Deals through the years:
South Africa, Kenya and Nigeria have taken the lion’s share of VC and PE funding on the continent. South Africa accounted for 21%, Kenya 18%, Nigeria 14%, Egypt 9%, Ghana 3%. 21% of VC investment went to African startups who aren’t based on the continent.
It is a little worrying that South Africa’s 21% is identical to the number of investments made to African startups outside the continent. It may be a case of individuals in the diaspora having greater access to backers.
The money invested year-on-year has had its ups and downs but the most notable spike came last year with a record US$1.4 invested according to AVCA. That figure reflects on the progress happening in Africa because the total sum of VC deals between 2014 and 2019 was US$3.9 billion.
|Sector||% share of VC by volume||% share of VC deals by value|
It isn’t surprising that financials, IT and consumer discretionary grossed the most. They are typically the ones are born of necessity and increase the access of goods and services to many who wouldn’t otherwise have access.
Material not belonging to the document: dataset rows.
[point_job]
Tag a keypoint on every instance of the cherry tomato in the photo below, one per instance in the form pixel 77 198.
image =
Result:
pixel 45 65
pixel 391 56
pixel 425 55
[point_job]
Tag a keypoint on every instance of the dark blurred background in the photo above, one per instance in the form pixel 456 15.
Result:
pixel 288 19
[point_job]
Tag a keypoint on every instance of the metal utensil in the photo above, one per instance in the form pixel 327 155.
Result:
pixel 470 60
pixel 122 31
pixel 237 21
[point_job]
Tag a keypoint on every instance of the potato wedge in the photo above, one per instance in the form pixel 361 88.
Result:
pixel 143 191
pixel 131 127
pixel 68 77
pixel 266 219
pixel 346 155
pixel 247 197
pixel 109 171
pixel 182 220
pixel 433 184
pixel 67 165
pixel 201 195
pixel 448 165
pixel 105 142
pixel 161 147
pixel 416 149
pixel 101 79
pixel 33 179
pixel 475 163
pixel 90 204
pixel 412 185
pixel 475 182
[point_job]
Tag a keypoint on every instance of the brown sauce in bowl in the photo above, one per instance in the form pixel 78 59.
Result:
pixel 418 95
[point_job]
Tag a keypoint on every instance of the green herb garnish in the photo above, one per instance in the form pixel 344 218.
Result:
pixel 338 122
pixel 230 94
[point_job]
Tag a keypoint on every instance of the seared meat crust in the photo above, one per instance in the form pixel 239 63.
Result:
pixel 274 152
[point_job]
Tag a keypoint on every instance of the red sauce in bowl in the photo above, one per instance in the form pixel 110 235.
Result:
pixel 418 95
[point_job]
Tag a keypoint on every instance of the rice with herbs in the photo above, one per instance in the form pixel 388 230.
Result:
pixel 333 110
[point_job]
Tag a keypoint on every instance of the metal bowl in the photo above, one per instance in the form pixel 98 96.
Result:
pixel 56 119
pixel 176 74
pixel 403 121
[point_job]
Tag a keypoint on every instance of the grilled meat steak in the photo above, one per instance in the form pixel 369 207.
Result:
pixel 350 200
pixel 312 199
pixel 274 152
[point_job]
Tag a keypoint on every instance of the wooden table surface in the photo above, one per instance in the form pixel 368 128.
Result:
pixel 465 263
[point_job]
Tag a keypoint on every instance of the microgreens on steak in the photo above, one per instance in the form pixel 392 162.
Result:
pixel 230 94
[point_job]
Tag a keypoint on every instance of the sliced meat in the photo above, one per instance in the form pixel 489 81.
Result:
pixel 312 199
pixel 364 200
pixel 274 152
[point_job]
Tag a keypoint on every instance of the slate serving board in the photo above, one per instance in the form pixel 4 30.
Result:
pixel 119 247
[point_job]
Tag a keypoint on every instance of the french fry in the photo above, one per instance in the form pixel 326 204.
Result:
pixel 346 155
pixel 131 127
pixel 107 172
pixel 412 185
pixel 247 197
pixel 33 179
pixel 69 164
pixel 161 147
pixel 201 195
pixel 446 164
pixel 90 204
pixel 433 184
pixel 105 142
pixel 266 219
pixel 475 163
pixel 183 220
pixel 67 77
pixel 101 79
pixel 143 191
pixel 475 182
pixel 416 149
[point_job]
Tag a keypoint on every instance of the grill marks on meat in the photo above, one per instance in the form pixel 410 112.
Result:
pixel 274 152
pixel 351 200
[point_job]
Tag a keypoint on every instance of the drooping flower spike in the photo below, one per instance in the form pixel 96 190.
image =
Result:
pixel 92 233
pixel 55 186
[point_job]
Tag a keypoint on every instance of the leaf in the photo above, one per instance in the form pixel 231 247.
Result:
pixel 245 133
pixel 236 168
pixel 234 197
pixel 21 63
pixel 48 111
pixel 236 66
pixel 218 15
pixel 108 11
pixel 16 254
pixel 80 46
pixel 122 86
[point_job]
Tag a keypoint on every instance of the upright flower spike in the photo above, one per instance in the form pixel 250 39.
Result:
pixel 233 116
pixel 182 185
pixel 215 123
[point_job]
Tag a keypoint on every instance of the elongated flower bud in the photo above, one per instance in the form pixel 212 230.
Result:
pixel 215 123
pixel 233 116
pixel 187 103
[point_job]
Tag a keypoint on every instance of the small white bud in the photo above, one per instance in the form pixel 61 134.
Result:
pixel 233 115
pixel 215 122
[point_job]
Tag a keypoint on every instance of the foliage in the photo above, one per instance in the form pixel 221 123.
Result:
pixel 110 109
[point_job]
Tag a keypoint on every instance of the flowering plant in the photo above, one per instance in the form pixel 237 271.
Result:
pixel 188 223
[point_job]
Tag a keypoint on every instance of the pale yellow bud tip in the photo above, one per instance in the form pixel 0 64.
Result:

Utilities on the other hand have grown increasingly popular in early stage deals. Alternative energy solutions are the ones that have been the biggest draw.
E-health has seen considerable growth this year because of the coronavirus pandemic. It will surely sit higher up when the figures for this year are out
There is a diverse array of investors from different countries making investment in African ideas. The majority is coming from North America constituting 42% of all the investment in Africa. Europe has a 23% share, local investment stands at 20% Asia Pacific at 8%, the Middle East 6%, Latin America and The Caribbean at 1%.
It is great to see that the numbers year-on-year for VC deals in Africa have continued to climb. The figures for 2019 are particularly encouraging. For 2019 to account for nearly 36% of the total revenue over a 5-year period means that Africa is being taken seriously.
However, the proportion of foreign to local investment is worrying. Of course there are investors out there with a lot of financial resources, but it would be great to see more local investment. Maybe I am alone in this but I think that more local investors should get in on the ground floor. The dash for African ideas and inventions should, I think, have African investors at pre-seed level.
That is not to say that foreign funding is a bad thing. If there are VCs and individuals out there wiling to invest in an idea that will better the continent, they are most welcome.
I would also like to see more countries follow the example set by Tunisia and Senegal in crafting Startup legislation. Entrepreneurs can, if given the right environment, help in job creation and poverty reduction.